BOGOR DAILY- Pemerintah Kota terus berupaya untuk mengembangkan urban farming. Langkah itu, sebagai upaya memenuhi kebutuhan pangan di tengah penyusutan lahan di Kota Bogor. Wali Kota Bogor Bima Arya Sugiarto melihat, pertanian perkotaan memiliki potensi untuk meningkatkan perekonomian warga Kota Bogor di tengah dampak pandemi Covid-19.
Selain itu, Bima mengatakan, urban farming juga dapat menjadi alternatif pilihan bagi wisatawan yang berkunjung ke Kota Bogor.
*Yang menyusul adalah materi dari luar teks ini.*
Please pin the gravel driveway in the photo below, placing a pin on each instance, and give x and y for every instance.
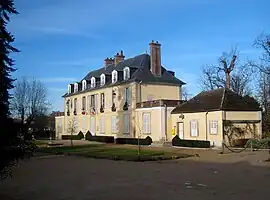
(77, 178)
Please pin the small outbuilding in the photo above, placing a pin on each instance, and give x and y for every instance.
(217, 116)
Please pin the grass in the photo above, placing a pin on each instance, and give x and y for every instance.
(114, 152)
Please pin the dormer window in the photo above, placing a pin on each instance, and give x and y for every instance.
(102, 79)
(126, 73)
(84, 85)
(76, 87)
(93, 82)
(69, 89)
(114, 76)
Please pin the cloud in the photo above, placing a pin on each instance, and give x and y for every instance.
(57, 79)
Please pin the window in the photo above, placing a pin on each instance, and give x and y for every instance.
(83, 103)
(102, 100)
(146, 123)
(114, 76)
(126, 73)
(126, 124)
(213, 127)
(93, 82)
(127, 95)
(194, 128)
(84, 83)
(102, 125)
(92, 101)
(76, 87)
(75, 106)
(114, 124)
(102, 79)
(69, 89)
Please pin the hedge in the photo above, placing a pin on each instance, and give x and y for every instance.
(101, 138)
(190, 143)
(134, 141)
(79, 136)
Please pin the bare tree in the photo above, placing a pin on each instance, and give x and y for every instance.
(185, 94)
(29, 101)
(227, 74)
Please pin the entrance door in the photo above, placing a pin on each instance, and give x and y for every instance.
(93, 125)
(181, 130)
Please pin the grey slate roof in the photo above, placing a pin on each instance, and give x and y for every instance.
(139, 71)
(219, 99)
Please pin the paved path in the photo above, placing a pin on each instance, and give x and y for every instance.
(77, 178)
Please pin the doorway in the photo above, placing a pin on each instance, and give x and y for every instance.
(180, 130)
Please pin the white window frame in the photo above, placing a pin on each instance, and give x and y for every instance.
(114, 76)
(69, 89)
(102, 79)
(126, 123)
(115, 124)
(93, 82)
(146, 121)
(102, 125)
(213, 127)
(126, 73)
(84, 83)
(194, 132)
(76, 87)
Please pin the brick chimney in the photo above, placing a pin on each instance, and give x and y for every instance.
(119, 57)
(155, 58)
(108, 61)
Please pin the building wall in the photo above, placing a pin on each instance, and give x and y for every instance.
(250, 130)
(59, 126)
(154, 92)
(82, 122)
(203, 119)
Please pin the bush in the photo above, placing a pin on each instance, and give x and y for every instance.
(240, 142)
(176, 141)
(72, 137)
(100, 138)
(134, 141)
(81, 135)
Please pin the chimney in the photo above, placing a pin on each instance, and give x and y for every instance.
(108, 61)
(155, 58)
(119, 57)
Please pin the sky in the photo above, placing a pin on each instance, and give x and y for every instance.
(60, 41)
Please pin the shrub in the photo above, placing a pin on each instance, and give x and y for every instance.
(81, 135)
(101, 138)
(134, 141)
(88, 135)
(176, 141)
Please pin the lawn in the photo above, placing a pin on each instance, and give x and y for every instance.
(114, 152)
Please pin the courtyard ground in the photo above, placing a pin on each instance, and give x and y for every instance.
(209, 175)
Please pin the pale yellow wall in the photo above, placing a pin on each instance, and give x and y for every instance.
(155, 126)
(159, 92)
(59, 126)
(248, 128)
(203, 126)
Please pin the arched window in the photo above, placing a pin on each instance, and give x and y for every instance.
(102, 79)
(93, 82)
(114, 76)
(126, 73)
(84, 85)
(69, 89)
(76, 88)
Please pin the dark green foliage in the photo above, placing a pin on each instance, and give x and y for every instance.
(134, 141)
(104, 139)
(81, 135)
(72, 137)
(176, 141)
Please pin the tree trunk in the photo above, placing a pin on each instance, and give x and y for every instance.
(227, 80)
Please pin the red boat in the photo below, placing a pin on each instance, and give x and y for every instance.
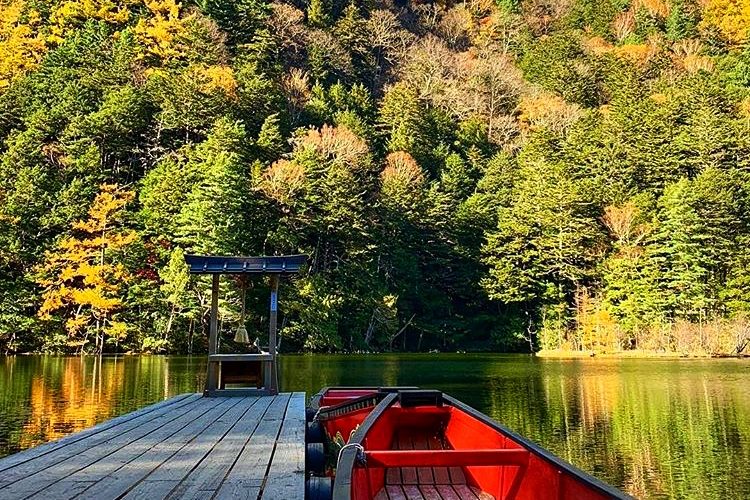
(406, 443)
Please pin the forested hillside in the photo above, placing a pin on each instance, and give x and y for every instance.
(510, 175)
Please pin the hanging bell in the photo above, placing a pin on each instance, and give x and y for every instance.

Saat ini, Kota Bogor telah memanfaatkan lahan yang terpakai di sekitar rumah untuk di kembangkan menjadi urban farming.
Lahan itu kemudian ditanami sayuran, buah-buahan, maupun empang ikan, hingga peternakan. Bima mencontohkan, di Bandung pertanian perkotaan dikembangkan dengan memanfaatkan lahan di gang untuk di tanami sayuran. Karena itu, dia menyakini, di Kota Bogor dapat lebih berkembang melebihi Bandung.
“Di Bogor ini banyak lahan-lahan, didukung cuaca dan kedekatan Jakarta. Demand-nya tinggi. Setiap akhir minggu kita kedatangan orang Jakarta yang ingin sehat,” ujar Bima di Kelurahan Baranangsiang, Kecamatan Bogor Timur, Kota Bogor, Rabu (15/7).
Bahkan, Bima mengatakan, urban farming di Kota Bogor dapat menarik minat Bank Indonesia Jawa Barat untuk menjadikan proyek percontohan. Demikian, dia berharap, urban farming di Kota Bogor dapat menjadi percontohan secara nasional. “Ini potensi yang luar biasa dan dilirik BI, makanya menjadikan Bogor sebagai pilot projek untuk percontohan urban farming,” kata dia. Berdasarkan data Badan Pusat Statistik (BPS) Kota Bogor dalam angka tahun 2018, lahan sawah hanya 320,7 hektare dari total 11.850 hektare.
Namun, dengan adanya urban farming, diharapkan dapat memenuhi kebutuhan masyarakat. Kepala Dinas Ketahanan Pangan dan Pertanian (DKPP) Kota Bogor Annas S Rasmana mengatakan, setidaknya terdapat 24 lokasi urban farming binaan yang telah berjalan.
Terlebih, DKPP juga sedang mengembangkan pertanian perkotaan pada 107 komunitas wanita tani. Ke depan, Anas berharap, dapat diterbitkan peraturan Wali Kota yang dikhususkan untuk mengatur aktivitas pertanian perkotaan di area hotel dan mal. Demikian, pertanian perkotaan di Kota Bogor dapat semakin berkembang.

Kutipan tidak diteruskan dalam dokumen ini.